Introduction

In this document I look at historical trends for Maryland median household income in relation to nearby jurisdictions.

For those readers unfamiliar with the R statistical software and the additional Tidyverse software I use to manipulate and plot data, I’ve included some additional explanation of various steps. For more information check out the the tutorial “Getting started with the Tidyverse”.

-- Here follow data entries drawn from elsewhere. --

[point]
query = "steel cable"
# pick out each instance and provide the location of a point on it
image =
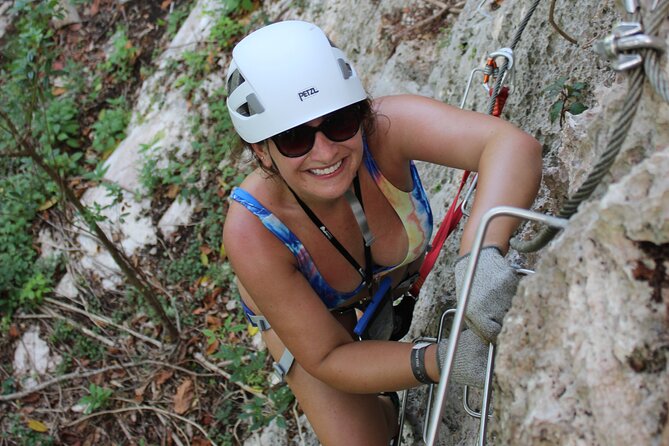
(624, 122)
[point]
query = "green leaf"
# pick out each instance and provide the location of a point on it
(556, 110)
(577, 108)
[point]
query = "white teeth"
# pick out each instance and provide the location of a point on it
(327, 170)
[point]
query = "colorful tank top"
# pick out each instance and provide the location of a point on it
(413, 209)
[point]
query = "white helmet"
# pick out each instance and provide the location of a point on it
(284, 75)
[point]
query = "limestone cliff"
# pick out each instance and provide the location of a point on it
(583, 355)
(582, 359)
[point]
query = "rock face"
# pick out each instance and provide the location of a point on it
(582, 359)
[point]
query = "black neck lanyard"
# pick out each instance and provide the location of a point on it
(358, 211)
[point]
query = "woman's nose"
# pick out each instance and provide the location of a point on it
(324, 148)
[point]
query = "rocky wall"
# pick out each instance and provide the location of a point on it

Setup and data preparation

Libraries

I use the tidyverse package of functions for general data manipulation, the readxl package (part of the Tidyverse, but not loaded by default) to read Excel files, and the knitr package to produce printed tables. I also use the tools package to get the md5sum function.

library(tidyverse)
library(readxl)
library(knitr)
library(tools)

Data sources

I use data from the following U.S. Census Bureau Excel spreadsheets:

  • h08.xls: Median household income by state, 1984-2017.
  • h08a.xls: 2-Year average of median household income by state, 1985-2017.
  • h08b.xls: 3-Year average of median household income by state, 1986-2017.

I check to make sure that the versions of the files being used in this analysis are identical to the versions of the files I originally downloaded. I do this by comparing the MD5 checksums of the files against MD5 values I previously computed, and stopping execution if they do not match.

stopifnot(md5sum("h08.xls") == "179175185733538c170127ef638a2c78")
stopifnot(md5sum("h08a.xls") == "fe390b065810e9ba42c52d1db797e723")
stopifnot(md5sum("h08b.xls") == "b742ec83105bc3e8fa351b17469be642")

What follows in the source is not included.